We didn't put the stopwatch on it but by the seat of the pants this car feels not only seriously quick but also a potential match for the benchmark German sports sedans.
Initial impressions are reinforced at the first corner of the Alfa Romeo test track in Balocco near Milan in Italy. The brakes bite hard and the QV changes direction with the eagerness and surefootedness you'd expect of an M3 or C63S.
it is clear that the latest Alfa has the track smarts to live up to its rich racing pedigree.
It seems the secret to taking on the heavyweights of the division is to be a lightweight. The QV weighs in at a lithe 1524kg, thanks to the use of aluminium and carbon-fibre in the body and underpinnings.
Two former Ferrari engineers led the development of the car from a blank piece of paper and, while they deny the car has borrowed from Ferrari, there are elements that appear inspired by Maranello.
The steering is super direct and quick — initially, it's a little unnerving — and a carbon-fibre front splitter opens up during braking and cornering to improve downforce, in tandem with a bootlid mounted spoiler at the back.
The driveshaft is carbon-fibre, the rear wheels have torque vectoring to improve grip and drive out of corners and the weight is 50-50 front to rear.

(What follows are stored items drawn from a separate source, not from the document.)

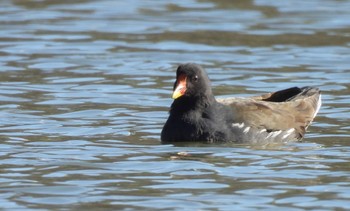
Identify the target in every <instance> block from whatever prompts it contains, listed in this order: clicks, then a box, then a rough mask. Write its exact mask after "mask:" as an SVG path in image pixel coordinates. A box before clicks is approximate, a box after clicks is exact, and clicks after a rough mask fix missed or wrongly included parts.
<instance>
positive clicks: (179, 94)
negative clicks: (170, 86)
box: [172, 74, 187, 99]
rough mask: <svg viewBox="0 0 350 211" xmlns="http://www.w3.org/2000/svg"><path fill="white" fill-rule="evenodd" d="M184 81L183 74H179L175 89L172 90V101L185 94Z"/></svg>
mask: <svg viewBox="0 0 350 211" xmlns="http://www.w3.org/2000/svg"><path fill="white" fill-rule="evenodd" d="M186 80H187V77H186V75H185V74H181V75H179V76H178V78H177V80H176V84H175V86H174V87H175V88H174V92H173V96H172V98H173V99H177V98H179V97H181V96H182V95H184V94H185V92H186Z"/></svg>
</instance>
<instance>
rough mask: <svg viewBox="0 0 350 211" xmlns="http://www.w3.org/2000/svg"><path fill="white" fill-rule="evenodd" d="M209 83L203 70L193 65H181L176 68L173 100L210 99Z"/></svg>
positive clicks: (189, 64)
mask: <svg viewBox="0 0 350 211" xmlns="http://www.w3.org/2000/svg"><path fill="white" fill-rule="evenodd" d="M211 96H212V91H211V87H210V81H209V78H208V75H207V73H206V72H205V70H204V69H203V68H202V67H201V66H199V65H197V64H193V63H188V64H182V65H180V66H179V67H178V68H177V71H176V81H175V83H174V92H173V98H174V99H178V98H181V97H189V98H202V97H207V98H208V97H211Z"/></svg>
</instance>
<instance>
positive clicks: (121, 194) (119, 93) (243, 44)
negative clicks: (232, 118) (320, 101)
mask: <svg viewBox="0 0 350 211" xmlns="http://www.w3.org/2000/svg"><path fill="white" fill-rule="evenodd" d="M349 7H350V2H348V1H336V0H322V1H307V2H305V1H292V0H289V1H268V0H256V1H230V0H221V1H211V0H198V1H191V0H186V1H181V2H179V1H156V0H148V1H127V2H122V1H112V0H100V1H89V0H80V1H74V3H72V2H70V1H34V0H30V1H28V0H12V1H10V0H5V1H1V3H0V115H1V120H2V121H1V123H0V140H1V142H0V156H1V157H0V165H1V171H0V175H1V176H0V202H1V203H0V204H1V205H0V206H1V207H2V208H4V209H9V210H10V209H33V210H52V209H66V208H68V209H91V210H96V209H98V208H103V209H114V210H140V209H142V210H143V209H149V210H189V209H191V210H232V208H235V209H282V208H283V209H286V210H304V209H317V210H334V209H340V210H341V209H347V208H348V206H349V205H348V204H349V203H348V202H349V200H350V179H349V173H350V168H349V161H350V156H349V155H350V142H349V141H350V133H349V129H350V127H349V121H350V115H349V111H350V109H349V106H348V105H349V103H350V100H349V97H348V96H349V94H350V92H349V78H350V63H349V61H350V48H349V47H350V46H349V45H350V30H349V29H350V28H349V27H350V21H349V20H350V13H349V12H348V8H349ZM185 62H196V63H198V64H201V65H202V66H203V67H205V68H206V69H207V72H208V74H209V76H210V78H211V80H212V85H213V90H214V93H215V94H216V95H217V96H220V97H226V96H252V95H258V94H262V93H264V92H270V91H274V90H277V89H284V88H287V87H291V86H317V87H320V88H321V90H322V93H323V106H322V108H321V110H320V113H319V115H318V116H317V118H316V119H315V122H314V123H313V125H312V126H311V127H310V128H309V131H308V133H307V135H306V138H305V139H304V141H303V142H300V143H289V144H283V145H273V144H271V145H267V146H251V145H235V144H226V145H201V144H193V145H184V146H173V145H161V144H160V140H159V134H160V131H161V128H162V126H163V124H164V122H165V120H166V118H167V111H168V108H169V105H170V104H171V101H172V100H171V98H170V96H171V89H172V85H173V81H174V76H175V70H176V67H177V66H178V65H179V64H180V63H185Z"/></svg>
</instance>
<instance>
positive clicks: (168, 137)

After eight laps of the flowing circuit, it is clear that the latest Alfa has the track smarts to live up to its rich racing pedigree.
In the Quadrifoglio, the driver chooses from economy, normal, dynamic and track drive-mode settings, altering the car's throttle response, suspension, steering and brake feel. On other variants, the track setting is not available.
But you'd expect a circa-$150,000 car to feel special. The key to success in the mid-size prestige market is how the garden varieties look and feel.
For the QV, the starting price will be somewhere between a C63 S and an M3 (circa $140,000 to $150,000).
The range will kick off with a 2.0-litre four-cylinder turbo producing 147kW and costing roughly $60,000, which lines up with the entry level Benz and Jaguar's XE. That engine will also be available in a better equipped "super" version, along with a 2.2-litre turbo diesel.
A 205kW petrol turbo is expected to be available in a more expensive model, with the Quadrifoglio topping the range.
All are matched to an eight-speed auto.
We drove the base petrol and the diesel and were impressed with the performance of both. The diesel has plenty of low-down shove and was reasonably quiet, although our drive consisted mainly of freeway and country roads.
The 2.0 suits the character of the car better, though. It's a lively unit that likes to rev and it has a sporty snarl when pressed. The auto helps with intuitive, quick shifts.
The seats have good side support and you sit low in the seat, which helps to create a sporty feel.
Both cars felt nimble through the corners and comfortable yet composed over bumps, although most of the drive was on smooth roads. We'll reserve final judgment until the local drive early next year.
The steering is sharp and accurate, if lacking the weight and feedback of a 3 Series.
Driving enjoyment is enhanced by a cabin that wraps around the driver. The seats have good side support and you sit low in the seat, which helps to create a sporty feel.
The flat bottomed steering wheel is a good size and the minimalist approach to knobs and buttons is welcome. The screen menus are operated by a rotary knob, with menus that are logical and easy to navigate.
Passengers aren't forgotten, either, with decent rear legroom and a separate rear sunroof.
The car isn't perfect, though. The quality of the seat coverings and door trims is up there with the Germans but some switches and knobs feel a little cheap, while the centre display screen is small and lacks the clarity of its German rivals — the reversing camera, in particular, is too small.
The airconditioning in both cars we tested felt as if it would struggle with the demands of an Australian summer. We had both on a setting that would have created a blizzard in a Toyota. There were a couple of fit and finish issues as well.